O caso acendeu o alerta da emissora, que instaurou um procedimento interno e protocolou uma notícia-crime para que o caso fosse investigado pela polícia. Dias depois, a Record TV Itapoan demitiu Marcelo Castro e Jamerson Oliveira.

A criança mostrada na reportagem morreu semanas depois da exibição do programa. A polícia apurou que apenas uma parte dos recursos arrecadados por meio de doações via pix chegou à família.

A partir dos primeiros indícios, a polícia instaurou uma investigação e identificou outros 11 casos de reportagens com pedidos de doações nos quais a chave pix que era divulgada não pertencia a familiares dos necessitados.

Parte dos recursos foi para contas de um amigo de infância de Jamerson, apontado como operador de campo do esquema. Entre as pessoas que cederam chaves pix para receber doações estão a mãe e a companheira do operador.

As famílias que fizeram os apelos no programa de tevê disseram em depoimento ter estranhado os valores que eram repassados, quase sempre pequenos e, em alguns casos, com números redondos.

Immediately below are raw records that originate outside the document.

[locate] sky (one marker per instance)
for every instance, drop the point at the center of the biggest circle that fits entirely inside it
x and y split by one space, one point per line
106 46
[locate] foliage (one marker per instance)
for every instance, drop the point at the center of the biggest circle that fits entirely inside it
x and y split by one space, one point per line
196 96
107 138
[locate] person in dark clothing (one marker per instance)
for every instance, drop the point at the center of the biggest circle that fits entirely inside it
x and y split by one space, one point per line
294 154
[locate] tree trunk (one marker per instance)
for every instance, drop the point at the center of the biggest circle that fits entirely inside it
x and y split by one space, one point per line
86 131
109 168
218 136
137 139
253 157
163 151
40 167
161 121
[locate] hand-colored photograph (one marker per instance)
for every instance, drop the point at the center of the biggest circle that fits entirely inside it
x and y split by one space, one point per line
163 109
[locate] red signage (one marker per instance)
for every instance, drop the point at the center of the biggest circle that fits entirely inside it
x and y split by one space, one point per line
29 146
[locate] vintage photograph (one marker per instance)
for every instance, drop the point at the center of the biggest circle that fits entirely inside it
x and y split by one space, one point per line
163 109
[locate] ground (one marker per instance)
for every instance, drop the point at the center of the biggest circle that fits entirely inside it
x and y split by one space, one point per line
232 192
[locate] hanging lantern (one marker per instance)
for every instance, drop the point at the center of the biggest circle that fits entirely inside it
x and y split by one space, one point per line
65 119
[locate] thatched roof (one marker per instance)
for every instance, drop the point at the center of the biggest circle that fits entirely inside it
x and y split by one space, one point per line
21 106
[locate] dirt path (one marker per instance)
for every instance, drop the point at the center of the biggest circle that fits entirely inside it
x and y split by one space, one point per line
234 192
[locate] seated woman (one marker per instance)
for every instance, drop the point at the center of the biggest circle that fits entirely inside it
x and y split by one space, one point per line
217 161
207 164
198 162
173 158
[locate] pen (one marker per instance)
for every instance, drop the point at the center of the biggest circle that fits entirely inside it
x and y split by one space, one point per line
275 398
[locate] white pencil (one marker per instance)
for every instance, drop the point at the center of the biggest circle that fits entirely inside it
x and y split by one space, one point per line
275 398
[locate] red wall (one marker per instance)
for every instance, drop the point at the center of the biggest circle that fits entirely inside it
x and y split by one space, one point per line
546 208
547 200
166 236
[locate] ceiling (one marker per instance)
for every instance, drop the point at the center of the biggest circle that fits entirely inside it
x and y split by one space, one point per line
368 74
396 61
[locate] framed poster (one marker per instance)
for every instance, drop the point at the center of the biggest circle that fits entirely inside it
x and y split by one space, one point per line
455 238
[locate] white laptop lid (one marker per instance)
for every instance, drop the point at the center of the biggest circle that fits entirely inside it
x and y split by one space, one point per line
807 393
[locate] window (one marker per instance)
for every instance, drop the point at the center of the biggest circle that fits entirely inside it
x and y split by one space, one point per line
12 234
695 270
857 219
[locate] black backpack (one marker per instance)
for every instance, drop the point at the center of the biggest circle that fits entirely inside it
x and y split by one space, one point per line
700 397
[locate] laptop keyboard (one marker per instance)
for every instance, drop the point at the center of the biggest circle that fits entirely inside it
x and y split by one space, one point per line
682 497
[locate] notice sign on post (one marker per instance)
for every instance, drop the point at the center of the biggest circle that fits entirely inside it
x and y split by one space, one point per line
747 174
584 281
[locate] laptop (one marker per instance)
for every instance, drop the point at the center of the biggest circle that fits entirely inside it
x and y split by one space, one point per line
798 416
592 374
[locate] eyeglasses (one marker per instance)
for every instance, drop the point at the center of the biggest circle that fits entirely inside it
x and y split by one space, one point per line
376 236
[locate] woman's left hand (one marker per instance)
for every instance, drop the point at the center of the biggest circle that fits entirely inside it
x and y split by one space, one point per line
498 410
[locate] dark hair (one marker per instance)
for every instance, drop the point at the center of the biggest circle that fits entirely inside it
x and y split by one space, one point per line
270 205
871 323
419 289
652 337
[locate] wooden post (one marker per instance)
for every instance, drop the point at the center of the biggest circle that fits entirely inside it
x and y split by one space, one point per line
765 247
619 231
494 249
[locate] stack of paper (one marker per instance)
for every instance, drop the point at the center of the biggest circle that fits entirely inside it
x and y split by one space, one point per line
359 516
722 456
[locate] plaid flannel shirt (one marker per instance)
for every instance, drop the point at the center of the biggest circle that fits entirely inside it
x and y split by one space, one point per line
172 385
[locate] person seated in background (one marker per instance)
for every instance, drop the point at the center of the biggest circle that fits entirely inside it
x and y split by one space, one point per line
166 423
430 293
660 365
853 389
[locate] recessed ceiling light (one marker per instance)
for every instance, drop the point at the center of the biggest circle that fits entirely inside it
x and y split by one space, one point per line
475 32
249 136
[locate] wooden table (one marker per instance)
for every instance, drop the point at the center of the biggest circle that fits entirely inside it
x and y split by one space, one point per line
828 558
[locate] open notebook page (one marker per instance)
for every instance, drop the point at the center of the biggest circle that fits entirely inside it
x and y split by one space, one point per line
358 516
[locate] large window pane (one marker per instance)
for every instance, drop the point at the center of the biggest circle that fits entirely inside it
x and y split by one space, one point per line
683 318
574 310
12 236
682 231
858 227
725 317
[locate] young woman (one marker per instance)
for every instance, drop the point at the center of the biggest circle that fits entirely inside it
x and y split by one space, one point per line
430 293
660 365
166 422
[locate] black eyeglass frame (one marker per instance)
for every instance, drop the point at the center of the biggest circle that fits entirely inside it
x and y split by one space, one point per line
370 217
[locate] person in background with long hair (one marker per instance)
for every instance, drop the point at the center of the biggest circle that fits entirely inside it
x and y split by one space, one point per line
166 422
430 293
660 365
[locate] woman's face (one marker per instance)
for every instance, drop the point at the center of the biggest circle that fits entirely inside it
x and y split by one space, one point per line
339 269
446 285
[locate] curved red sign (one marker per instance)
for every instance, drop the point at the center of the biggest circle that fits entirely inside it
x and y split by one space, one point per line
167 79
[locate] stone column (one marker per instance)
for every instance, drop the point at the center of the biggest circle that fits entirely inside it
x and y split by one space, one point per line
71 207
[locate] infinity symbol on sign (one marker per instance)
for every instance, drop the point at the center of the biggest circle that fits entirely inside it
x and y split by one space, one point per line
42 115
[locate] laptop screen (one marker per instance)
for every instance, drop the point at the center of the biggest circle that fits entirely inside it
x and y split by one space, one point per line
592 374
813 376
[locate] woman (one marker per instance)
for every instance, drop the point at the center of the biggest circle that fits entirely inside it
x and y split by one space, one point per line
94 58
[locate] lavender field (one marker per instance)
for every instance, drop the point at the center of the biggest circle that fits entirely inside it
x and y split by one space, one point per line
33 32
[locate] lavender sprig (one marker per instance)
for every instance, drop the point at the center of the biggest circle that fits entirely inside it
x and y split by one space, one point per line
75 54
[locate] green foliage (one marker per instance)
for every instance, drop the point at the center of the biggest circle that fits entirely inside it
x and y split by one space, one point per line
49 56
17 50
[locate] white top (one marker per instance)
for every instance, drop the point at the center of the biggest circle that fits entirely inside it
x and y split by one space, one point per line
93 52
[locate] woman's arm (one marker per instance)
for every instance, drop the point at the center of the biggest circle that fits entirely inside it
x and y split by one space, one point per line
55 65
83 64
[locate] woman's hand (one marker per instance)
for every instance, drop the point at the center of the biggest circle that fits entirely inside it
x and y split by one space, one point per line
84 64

Depoentes também afirmaram que o repórter tentava induzir as famílias a pedir mais recursos do que o que precisavam e a encenar limitações para comover os espectadores e aumentar o volume de doações.

A mãe de um paciente com hidrocefalia, que teve sua história contada em uma das reportagens, disse que o jornalista pediu que a criança se atirasse ao chão, mas a família se negou a fazer a encenação.

“Eles agiram para subtrair valores de uma causa nobre. São crianças, pessoas que inclusive faleceram. Talvez não pudesse ter impedido a morte, mas aliviava a dor. Em troca disso, buscavam uma vida de ostentação financeira”, afirma o delegado Charles Leão, responsável pelo caso.

“Eles achavam que nunca a verdade chegaria para eles, seja por poder ou status. Do outro lado, estavam pessoas simples, que não sabem dos seus direitos.”

Responsável pela defesa de Marcelo Castro e Jamerson Oliveira, o advogado Marcus Rodrigues afirmou que o processo se encontra em sigilo absoluto, e por tal motivo não pode passar mais informações.

Também destacou que a defesa não teve acesso a medidas ocultas, caso das quebras de sigilos bancários, mesmo com procuração aos autos, e classificou a medida como “um latente cerceamento dos direitos dos defendidos”.

Afirmou ainda que teve acesso apenas a “diversas provas testemunhais que foram colhidas ao arrepio da lei” e que, por isso, não se sente confortável em comentar a movimentação financeira dos clientes: “Esperamos esperançosos que a justiça seja feita.”.

Em depoimento, os jornalistas disseram que conheciam o homem apontado como operador do esquema e tinham um histórico de transações financeiras com ele por conta de empréstimos de agiotagem. Também afirmaram ser vítimas do operador.

Em nota, a defesa da Record TV Itapoan disse que adotou providências assim que tomou conhecimento da fraude que envolvia dois funcionários da emissora, incluindo um pedido de instauração de inquérito policial. Os funcionários foram desligados de suas funções.

Após ser demitido, Marcelo Castro passou a postar reportagens em seu perfil no Instagram e em um site próprio batizado de Alô Juca, referência a um bordão que usava para falar com policiais que pediam anonimato.

Com foco na cobertura policial, ganhou visibilidade em meio ao recrudescimento da crise na segurança pública na Bahia, com o avanço da guerra entre facções criminosas de Salvador.

Com o sucesso, foi contratado pela TV Aratu para apresentar um programa policial, mesmo já tendo sido indiciado pela polícia. O programa estreou em 15 de abril, na faixa de horário do meio-dia, o que o tornou um concorrente direto do Balanço Geral.

Em 2016, Marcelo Castro foi candidato a vereador em Salvador pelo PRB, atual Republicanos, mas teve apenas 2.828 votos e não foi eleito. Na época, ele declarou R$ 54,6 mil em bens à Justiça Eleitoral.